Há, ainda, críticas à modalidade "Professor Uber" — nome dado a profissionais que substituem ausências momentâneas —, o que tem afetado diretamente professores com redução de jornada na base (PEB I), que reclamam da falta de acesso e priorização na escala de aulas extraordinárias.

Conflito de interesses e questionamentos de movimentos sociais

O MP apura, ainda, se já conflito de interesses envolvendo professores que integram equipes técnicas da Secretaria de Educação (SME) e, simultaneamente, são beneficiados com o pagamento da VPNI — o que levantou suspeitas por parte do Movimento Brasil Livre (MBL).

A entidade afirma que professores terceirizados passam a receber mais do que legalmente permitido mesmo após os reajustes salariais nas últimas negociações da data-base.

A reportagem teve acesso a uma relação com cerca de 22 nomes de professores e seus respectivos salários atualizados, comparados ao mês de outubro de 2024, ofertados por denunciantes que apontam uma sistemática que extrapola os limites legais e pode impactar negativamente o orçamento público municipal.
A justificativa do movimento é que, hoje, professores trabalham menos e recebem mais com a solução do VPNI. Por respeito à Lei Geral de Proteção de Dados (LGPD), os nomes não foram divulgados.
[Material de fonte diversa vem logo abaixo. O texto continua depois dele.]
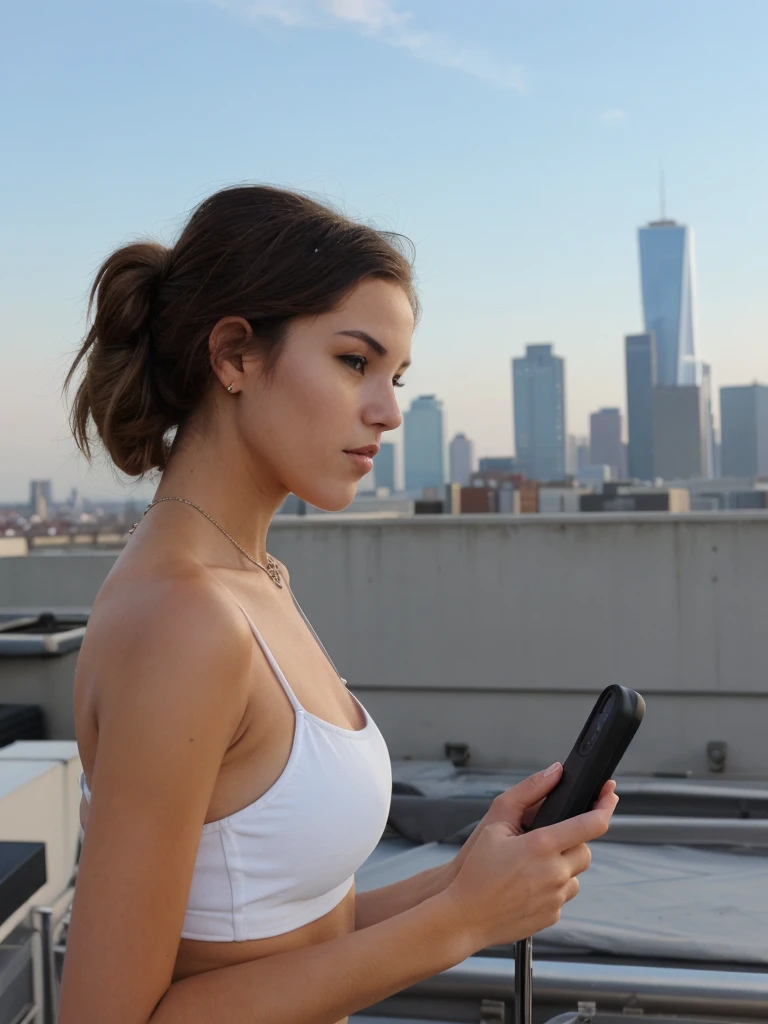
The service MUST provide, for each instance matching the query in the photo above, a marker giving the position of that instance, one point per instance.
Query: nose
(382, 411)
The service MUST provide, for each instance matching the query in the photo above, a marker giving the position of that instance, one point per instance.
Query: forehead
(377, 305)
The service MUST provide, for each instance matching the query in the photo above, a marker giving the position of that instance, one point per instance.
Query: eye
(357, 363)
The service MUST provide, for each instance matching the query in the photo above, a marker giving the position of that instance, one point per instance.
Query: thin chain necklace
(270, 568)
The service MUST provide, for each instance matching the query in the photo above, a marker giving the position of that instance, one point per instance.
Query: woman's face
(332, 393)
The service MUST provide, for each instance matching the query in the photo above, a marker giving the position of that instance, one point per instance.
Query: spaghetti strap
(320, 642)
(267, 653)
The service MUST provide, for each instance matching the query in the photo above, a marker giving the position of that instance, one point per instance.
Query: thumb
(535, 787)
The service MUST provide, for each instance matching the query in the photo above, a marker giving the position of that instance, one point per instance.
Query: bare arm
(379, 904)
(326, 982)
(173, 666)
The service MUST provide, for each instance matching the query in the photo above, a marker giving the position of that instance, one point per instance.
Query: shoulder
(173, 642)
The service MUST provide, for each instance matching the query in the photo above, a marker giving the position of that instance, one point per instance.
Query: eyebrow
(372, 343)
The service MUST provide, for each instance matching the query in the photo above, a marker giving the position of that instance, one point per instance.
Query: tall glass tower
(641, 379)
(667, 276)
(539, 387)
(424, 444)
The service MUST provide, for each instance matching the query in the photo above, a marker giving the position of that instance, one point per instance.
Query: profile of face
(332, 393)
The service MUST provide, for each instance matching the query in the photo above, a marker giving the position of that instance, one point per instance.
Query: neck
(240, 496)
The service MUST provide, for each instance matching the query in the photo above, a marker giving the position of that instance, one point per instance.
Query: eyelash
(352, 359)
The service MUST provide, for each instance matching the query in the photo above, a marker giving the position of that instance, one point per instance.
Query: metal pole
(44, 916)
(523, 1012)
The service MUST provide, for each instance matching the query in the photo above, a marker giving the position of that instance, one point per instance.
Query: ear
(225, 344)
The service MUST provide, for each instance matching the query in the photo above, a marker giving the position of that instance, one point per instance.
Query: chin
(330, 499)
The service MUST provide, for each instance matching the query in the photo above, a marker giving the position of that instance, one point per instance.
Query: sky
(517, 144)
Prefeitura defende benefício

Em resposta a questionamentos sobre o pagamento do VPNI a um grupo seleto de professores, a administração municipal informou que o benefício foi fruto de diálogo com o Sindicato dos Servidores e demais secretarias envolvidas, constituindo-se uma opção provisória para lidar com a questão.

Entretanto, o acompanhamento dos dados disponíveis no Portal da Transparência da Prefeitura revela que os valores pagos desconsideram a teoria oficial e a previsão descrita: professores que recebem o benefício continuam a ministrar horas extras e mantêm salários superiores, mesmo após a modulação das jornadas.

A administração ainda afirmou que as denúncias apresentadas são genéricas. Afirmou, ainda, que, em verificação interna, realizada em conjunto com a Secretaria de Administração, não foram identificadas irregularidades.